Anyway, this sort of thing is inevitable every now and then. Current thinking does not seem to extend to hosting in 2 different locations as redundancy. Ok, so it'd increase running costs, but one could certainly then offer 99.99% online SLAs then, and meet them, thus protecting reputation and offset penalty costs...
Just a thought..
I've used Rackspace for three years now and have got servers in both London facilities. On the whole their mantra of Fanatical Service holds true, I've been extremely pleased with them.
Anyone but a fool knows that a 100% network uptime guarantee doesn't mean that the network will be up 100% of the time. It just means that they will compensate you if it isn't. Compensation is small for a single server, but given the number of servers they have it gives them a huge incentive to get things up and running again as quickly as possible (65 minutes today). The 1&1s of this world have no such incentive and might well have taken days to get back up and running.
A sensible person also keeps hot spare servers in a geographically separate data centre just in case ....
On the whole I still think it's worth paying the extra.
What I found great is this article was the first one on the register homepage and the Rackspace advert was prominantley to the right of it.
Odd isn't it...
You hear about all these amazing hosting companies with backup systems, but when it comes to the crunch, it never seems to work.

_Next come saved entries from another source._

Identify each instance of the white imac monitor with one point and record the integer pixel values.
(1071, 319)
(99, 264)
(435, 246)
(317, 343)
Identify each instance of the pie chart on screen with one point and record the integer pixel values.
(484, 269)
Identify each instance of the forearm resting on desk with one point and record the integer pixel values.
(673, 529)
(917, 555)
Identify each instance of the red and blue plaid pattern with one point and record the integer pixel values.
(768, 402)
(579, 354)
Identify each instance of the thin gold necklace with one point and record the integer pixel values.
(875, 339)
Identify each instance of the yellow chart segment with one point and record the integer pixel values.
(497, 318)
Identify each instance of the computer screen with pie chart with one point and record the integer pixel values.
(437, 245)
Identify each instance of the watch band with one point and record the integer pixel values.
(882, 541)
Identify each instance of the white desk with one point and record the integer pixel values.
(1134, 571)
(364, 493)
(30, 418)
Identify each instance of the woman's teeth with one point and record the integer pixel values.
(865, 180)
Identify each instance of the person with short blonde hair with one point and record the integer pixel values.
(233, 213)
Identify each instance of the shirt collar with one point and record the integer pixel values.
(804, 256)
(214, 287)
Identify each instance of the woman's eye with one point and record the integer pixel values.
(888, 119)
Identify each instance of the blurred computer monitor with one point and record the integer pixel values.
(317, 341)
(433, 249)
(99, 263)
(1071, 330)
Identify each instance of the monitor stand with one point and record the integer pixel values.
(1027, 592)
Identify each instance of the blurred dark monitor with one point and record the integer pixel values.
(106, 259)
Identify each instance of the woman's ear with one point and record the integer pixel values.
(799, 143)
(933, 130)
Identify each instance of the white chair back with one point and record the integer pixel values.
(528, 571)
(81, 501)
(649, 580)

I have personal experience of one on the south coast of the UK who boasted of wonderful backup systems. When the power cut finally came, the UPS system kicked in, the generators kicked in, and everything was fine for a while...

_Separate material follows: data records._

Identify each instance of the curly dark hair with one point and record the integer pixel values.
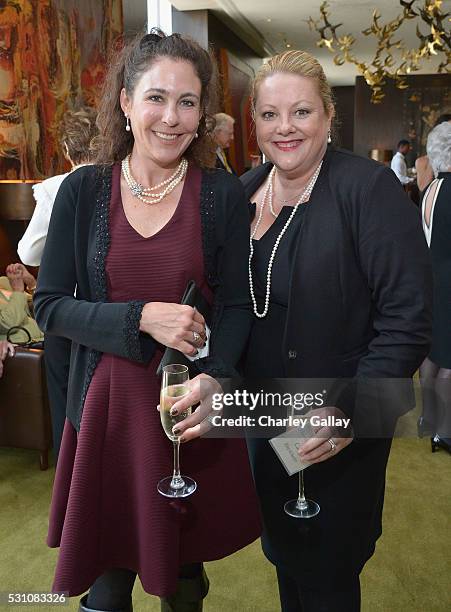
(126, 67)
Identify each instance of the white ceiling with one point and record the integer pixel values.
(249, 18)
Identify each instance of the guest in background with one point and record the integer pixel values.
(223, 137)
(14, 306)
(340, 283)
(435, 373)
(129, 233)
(398, 162)
(424, 171)
(78, 130)
(6, 348)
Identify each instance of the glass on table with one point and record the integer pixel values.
(173, 388)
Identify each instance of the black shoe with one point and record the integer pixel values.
(438, 442)
(425, 428)
(84, 608)
(189, 595)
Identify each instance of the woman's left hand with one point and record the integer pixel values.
(202, 387)
(330, 440)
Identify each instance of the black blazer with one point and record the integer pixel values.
(74, 260)
(361, 283)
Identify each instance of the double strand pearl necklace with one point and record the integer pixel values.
(268, 195)
(150, 195)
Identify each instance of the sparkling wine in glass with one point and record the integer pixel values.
(173, 388)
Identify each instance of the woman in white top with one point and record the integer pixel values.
(79, 128)
(435, 373)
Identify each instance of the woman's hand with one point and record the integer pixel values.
(6, 348)
(330, 440)
(174, 325)
(202, 388)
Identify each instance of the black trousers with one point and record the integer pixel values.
(57, 358)
(294, 598)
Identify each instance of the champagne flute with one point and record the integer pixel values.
(173, 388)
(301, 507)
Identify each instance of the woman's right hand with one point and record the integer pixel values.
(173, 325)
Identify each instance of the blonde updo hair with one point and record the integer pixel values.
(300, 63)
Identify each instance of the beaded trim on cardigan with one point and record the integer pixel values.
(208, 225)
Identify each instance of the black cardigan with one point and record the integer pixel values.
(74, 261)
(361, 283)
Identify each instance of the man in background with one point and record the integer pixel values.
(223, 137)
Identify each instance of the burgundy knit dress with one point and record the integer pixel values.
(106, 511)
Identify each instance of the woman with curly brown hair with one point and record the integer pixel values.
(129, 233)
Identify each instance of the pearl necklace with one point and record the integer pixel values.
(268, 195)
(148, 195)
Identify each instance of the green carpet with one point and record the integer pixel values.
(410, 572)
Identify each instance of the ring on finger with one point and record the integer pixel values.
(333, 446)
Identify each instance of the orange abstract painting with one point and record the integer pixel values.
(53, 55)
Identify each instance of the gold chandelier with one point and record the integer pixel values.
(384, 65)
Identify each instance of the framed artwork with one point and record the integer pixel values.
(53, 55)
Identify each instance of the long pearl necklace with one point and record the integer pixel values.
(150, 195)
(268, 195)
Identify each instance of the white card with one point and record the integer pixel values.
(287, 445)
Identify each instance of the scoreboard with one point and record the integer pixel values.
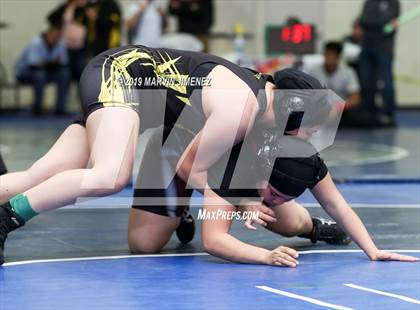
(290, 39)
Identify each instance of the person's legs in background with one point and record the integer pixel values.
(369, 82)
(77, 62)
(388, 91)
(3, 169)
(38, 79)
(61, 77)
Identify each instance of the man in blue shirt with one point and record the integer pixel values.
(44, 60)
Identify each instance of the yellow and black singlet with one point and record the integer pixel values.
(156, 81)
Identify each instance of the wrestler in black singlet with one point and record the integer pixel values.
(122, 76)
(119, 76)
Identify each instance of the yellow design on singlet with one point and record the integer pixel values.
(115, 93)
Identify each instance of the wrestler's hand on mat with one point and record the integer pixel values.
(388, 256)
(265, 215)
(283, 256)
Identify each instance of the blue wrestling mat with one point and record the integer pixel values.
(324, 279)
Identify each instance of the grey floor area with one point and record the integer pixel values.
(358, 154)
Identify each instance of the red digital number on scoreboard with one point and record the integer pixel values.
(296, 34)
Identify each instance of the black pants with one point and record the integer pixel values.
(3, 169)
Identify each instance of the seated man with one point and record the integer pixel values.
(338, 77)
(43, 61)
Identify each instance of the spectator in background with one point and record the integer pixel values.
(352, 45)
(377, 56)
(44, 60)
(338, 77)
(3, 169)
(145, 22)
(194, 17)
(72, 15)
(103, 26)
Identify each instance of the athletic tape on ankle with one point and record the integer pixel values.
(21, 206)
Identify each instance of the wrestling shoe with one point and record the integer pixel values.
(328, 231)
(186, 229)
(9, 221)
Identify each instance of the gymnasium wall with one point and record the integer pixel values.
(332, 17)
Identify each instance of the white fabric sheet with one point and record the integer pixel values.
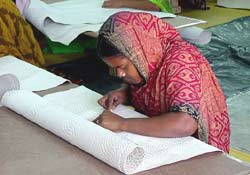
(67, 115)
(64, 21)
(31, 77)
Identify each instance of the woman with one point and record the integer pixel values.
(168, 80)
(16, 35)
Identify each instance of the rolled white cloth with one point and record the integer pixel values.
(8, 82)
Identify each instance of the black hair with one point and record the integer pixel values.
(105, 48)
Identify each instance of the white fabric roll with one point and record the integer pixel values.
(121, 154)
(8, 82)
(30, 77)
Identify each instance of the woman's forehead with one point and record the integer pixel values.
(116, 60)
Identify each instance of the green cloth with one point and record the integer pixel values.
(164, 5)
(78, 46)
(229, 55)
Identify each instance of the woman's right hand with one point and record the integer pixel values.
(113, 98)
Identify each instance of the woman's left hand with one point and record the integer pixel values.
(110, 121)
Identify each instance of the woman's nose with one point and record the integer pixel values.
(120, 73)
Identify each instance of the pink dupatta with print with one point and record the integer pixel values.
(178, 77)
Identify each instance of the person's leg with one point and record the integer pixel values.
(16, 35)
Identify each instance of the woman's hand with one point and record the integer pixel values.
(113, 98)
(110, 121)
(112, 4)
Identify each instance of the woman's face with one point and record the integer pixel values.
(125, 69)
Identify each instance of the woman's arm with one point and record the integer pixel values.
(172, 124)
(136, 4)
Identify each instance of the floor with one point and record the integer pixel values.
(214, 16)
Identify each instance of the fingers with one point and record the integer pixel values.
(103, 101)
(112, 102)
(98, 120)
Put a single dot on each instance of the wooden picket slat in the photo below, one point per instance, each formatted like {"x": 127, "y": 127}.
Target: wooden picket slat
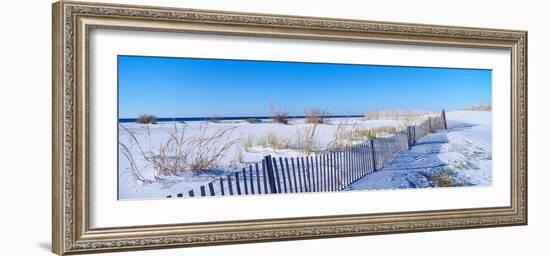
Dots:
{"x": 288, "y": 175}
{"x": 251, "y": 179}
{"x": 211, "y": 189}
{"x": 283, "y": 176}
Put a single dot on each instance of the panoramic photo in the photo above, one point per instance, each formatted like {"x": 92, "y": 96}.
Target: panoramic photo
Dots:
{"x": 192, "y": 127}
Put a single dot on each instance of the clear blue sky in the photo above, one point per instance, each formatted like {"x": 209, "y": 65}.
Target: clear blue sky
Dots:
{"x": 183, "y": 87}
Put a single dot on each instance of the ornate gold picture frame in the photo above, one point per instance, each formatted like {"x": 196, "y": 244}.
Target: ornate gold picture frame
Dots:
{"x": 72, "y": 25}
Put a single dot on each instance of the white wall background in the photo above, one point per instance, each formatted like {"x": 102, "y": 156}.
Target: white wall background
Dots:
{"x": 25, "y": 117}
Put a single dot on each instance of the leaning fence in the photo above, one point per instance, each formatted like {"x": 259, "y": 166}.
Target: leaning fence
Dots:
{"x": 332, "y": 170}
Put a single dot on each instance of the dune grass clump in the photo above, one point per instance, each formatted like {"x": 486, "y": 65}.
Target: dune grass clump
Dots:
{"x": 280, "y": 117}
{"x": 342, "y": 136}
{"x": 146, "y": 119}
{"x": 179, "y": 153}
{"x": 447, "y": 178}
{"x": 316, "y": 115}
{"x": 306, "y": 138}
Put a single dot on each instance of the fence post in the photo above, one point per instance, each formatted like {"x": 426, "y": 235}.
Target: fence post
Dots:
{"x": 373, "y": 154}
{"x": 444, "y": 119}
{"x": 270, "y": 174}
{"x": 410, "y": 137}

... until someone noticed that the air conditioning wasn't connected to the generators, and the servers slowly cooked up and started throwing fits in their 19" ovens.
yer but 1and1 costs a LOT less, and come on having a UPS that works and a power generator that they can get running isnt exactly diffucilt. They should have a backup backup generator and if they want to get their credibility back then they better go buy one soon!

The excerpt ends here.